In the video “Supervised Machine Learning: Regression and Classification → Week 1 → Learning rate”, 3:46
Why does the point jump away (above) when the alpha is too big? I thought it should jump around, instead of jumping away.
In the video “Supervised Machine Learning: Regression and Classification → Week 1 → Learning rate”, 3:46
Why does the point jump away (above) when the alpha is too big? I thought it should jump around, instead of jumping away.
Ideally each updated of ‘w’ would move the cost toward the minimum.
But if the magnitude of the change in ‘w’ is too large, then the cost could go past the minimum and climb up the opposite side of the curve. Then the next corrected ‘w’ value would over-correct back the opposite direction again.

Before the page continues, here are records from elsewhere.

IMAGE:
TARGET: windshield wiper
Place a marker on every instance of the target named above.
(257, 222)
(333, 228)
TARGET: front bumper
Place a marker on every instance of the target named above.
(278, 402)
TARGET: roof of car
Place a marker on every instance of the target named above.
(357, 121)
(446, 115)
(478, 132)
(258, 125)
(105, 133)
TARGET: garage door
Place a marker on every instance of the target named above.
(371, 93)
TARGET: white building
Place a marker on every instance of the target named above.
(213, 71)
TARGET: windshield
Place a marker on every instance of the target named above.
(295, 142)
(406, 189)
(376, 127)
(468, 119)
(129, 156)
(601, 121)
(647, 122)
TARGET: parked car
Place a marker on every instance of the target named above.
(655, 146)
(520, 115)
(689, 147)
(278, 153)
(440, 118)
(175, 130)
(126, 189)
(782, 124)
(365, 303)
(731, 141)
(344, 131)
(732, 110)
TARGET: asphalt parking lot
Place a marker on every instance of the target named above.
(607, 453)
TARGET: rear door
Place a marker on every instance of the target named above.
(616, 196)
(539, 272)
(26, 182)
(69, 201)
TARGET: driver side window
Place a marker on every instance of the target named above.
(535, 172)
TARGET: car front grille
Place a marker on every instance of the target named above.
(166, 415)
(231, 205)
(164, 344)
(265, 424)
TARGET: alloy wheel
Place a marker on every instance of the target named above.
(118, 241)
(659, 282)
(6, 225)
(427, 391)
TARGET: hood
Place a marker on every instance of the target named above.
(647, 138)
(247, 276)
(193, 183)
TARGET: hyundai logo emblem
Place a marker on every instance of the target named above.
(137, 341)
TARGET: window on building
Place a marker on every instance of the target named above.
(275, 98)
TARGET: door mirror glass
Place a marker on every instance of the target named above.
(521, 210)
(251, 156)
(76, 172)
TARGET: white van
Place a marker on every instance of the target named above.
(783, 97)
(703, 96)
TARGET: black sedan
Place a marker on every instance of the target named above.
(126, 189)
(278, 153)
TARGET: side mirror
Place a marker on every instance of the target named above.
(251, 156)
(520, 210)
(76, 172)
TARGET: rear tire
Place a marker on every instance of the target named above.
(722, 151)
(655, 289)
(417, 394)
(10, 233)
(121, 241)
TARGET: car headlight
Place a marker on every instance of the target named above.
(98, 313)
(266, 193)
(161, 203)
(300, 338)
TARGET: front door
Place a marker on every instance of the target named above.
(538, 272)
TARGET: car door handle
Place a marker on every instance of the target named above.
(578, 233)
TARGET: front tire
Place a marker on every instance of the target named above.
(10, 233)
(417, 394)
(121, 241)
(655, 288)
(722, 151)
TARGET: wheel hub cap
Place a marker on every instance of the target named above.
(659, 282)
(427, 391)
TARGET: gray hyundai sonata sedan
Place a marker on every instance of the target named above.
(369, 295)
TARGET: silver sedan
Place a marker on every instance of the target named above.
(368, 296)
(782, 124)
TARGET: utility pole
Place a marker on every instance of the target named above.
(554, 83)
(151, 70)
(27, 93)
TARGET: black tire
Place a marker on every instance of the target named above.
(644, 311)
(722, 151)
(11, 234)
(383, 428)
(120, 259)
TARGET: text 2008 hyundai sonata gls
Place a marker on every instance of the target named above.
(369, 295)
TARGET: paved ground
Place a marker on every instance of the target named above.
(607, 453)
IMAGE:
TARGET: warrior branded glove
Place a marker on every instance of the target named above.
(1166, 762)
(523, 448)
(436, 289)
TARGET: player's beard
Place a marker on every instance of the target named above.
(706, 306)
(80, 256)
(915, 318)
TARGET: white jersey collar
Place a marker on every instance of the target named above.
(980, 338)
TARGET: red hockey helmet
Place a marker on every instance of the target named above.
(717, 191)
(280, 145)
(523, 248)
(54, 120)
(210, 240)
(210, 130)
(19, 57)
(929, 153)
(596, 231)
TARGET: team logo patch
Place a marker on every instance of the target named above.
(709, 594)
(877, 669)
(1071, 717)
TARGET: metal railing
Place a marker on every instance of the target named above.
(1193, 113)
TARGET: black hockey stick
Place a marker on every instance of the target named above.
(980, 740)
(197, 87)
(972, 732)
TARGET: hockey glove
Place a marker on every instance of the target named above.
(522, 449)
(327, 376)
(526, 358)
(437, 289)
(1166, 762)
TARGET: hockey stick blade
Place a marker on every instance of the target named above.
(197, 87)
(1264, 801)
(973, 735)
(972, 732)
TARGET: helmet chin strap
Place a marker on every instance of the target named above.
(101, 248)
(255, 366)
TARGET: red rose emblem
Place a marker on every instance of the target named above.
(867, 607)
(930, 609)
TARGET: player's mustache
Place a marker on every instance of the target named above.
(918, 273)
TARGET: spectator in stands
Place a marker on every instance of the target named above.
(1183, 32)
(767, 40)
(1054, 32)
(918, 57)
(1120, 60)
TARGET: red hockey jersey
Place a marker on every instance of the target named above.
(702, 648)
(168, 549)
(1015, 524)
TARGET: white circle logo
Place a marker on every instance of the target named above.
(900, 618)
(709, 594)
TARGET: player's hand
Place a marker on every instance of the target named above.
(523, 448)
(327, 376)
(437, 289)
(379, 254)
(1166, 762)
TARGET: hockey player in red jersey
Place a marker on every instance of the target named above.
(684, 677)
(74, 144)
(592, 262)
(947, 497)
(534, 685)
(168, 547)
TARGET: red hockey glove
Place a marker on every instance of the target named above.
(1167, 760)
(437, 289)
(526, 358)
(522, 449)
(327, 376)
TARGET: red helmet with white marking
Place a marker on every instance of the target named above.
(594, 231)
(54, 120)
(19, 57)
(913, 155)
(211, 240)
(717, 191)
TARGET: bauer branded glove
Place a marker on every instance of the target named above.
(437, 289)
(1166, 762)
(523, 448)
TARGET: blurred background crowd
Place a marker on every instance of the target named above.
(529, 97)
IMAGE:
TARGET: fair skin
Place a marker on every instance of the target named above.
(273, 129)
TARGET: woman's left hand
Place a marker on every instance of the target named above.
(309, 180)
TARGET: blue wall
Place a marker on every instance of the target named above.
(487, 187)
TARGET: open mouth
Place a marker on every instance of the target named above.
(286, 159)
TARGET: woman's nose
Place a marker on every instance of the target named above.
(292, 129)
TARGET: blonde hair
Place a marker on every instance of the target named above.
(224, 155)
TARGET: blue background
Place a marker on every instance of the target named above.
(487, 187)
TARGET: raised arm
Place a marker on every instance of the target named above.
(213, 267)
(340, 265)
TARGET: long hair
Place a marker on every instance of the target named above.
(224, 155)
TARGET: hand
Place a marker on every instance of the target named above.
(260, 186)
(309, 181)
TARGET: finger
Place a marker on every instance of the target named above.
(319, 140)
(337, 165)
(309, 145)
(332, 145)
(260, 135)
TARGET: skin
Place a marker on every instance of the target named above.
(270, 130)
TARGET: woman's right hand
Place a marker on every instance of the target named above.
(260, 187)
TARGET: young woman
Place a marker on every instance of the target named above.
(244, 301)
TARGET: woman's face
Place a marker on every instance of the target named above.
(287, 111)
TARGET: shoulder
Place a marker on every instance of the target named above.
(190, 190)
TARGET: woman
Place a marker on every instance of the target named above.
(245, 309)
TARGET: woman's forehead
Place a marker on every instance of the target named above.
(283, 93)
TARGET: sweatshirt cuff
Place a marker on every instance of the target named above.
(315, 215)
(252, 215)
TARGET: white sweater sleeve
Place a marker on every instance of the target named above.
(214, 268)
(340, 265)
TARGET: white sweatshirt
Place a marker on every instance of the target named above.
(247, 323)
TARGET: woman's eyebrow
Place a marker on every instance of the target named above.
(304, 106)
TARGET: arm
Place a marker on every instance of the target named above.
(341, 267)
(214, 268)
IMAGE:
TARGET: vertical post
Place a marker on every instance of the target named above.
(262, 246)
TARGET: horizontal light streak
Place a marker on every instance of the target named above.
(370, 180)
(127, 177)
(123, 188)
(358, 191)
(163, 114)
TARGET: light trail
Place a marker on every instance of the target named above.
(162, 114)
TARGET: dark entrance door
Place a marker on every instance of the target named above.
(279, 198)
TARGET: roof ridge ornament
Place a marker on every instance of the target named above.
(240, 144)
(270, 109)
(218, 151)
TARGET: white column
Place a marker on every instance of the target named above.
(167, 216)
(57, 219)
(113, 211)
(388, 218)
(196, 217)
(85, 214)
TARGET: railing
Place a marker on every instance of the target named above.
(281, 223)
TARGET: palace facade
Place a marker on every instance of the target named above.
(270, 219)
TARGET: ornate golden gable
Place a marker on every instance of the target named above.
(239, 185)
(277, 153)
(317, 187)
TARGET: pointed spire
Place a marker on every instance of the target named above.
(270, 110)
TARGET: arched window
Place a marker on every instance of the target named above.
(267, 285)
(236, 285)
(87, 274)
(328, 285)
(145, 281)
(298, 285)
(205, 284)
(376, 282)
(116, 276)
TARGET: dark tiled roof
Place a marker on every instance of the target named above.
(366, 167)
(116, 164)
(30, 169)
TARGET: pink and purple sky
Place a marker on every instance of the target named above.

But its not really a 2D hyperbolic curve its high dimensional i.e. its not bound in all directions with the same height of the “ditch”, if the learning rate is big enough it might surpass the minima and get out of the ditch!
considering the right side of a perfect parabolic descent for simplicity gradient descent will be like
w := w - \frac{Loss}{w} and it will not jump across minimum as long as w - \frac{Loss}{w} > 0
as w → really small ==> \frac{Loss}{w} → \infty ( i.e it becomes large ) → w - \frac{Loss}{w} tends to become negative(in the regions where the curve is steep) when trying to move towards zero . It means it will have higher chances of jumping across the minimum where the curve is really steep and that is where a smaller value of \alpha will be required to decrease this large value of the slope preventing the jumps across the minimum.
There won’t be any jump when w is large and thus \frac{Loss}{w} will be a small number resulting in slow learning, in this scenario a larger value of \alpha will be required to increase the rate of learning.
if we increase \alpha in either of the two scenarios, it will increase the second part of the equation, \frac{Loss}{w} \times \alpha and hence w := w - \frac{Loss}{w} \times \alpha will become -ve( it will move past 0 on the other side)
Perhaps this is how Adam algorithm manages alpha and if \alpha is choosen carefully Adam may not be required for simple curves/expressions but it is always better to use Adam or something which manages alpha always i think.
Please correct me if i am wrong.
The complexity of setting a good value for alpha is why this fixed-rate method isn’t used very often.
But it’s a good first introduction to using gradients to find the minimum of a convex function.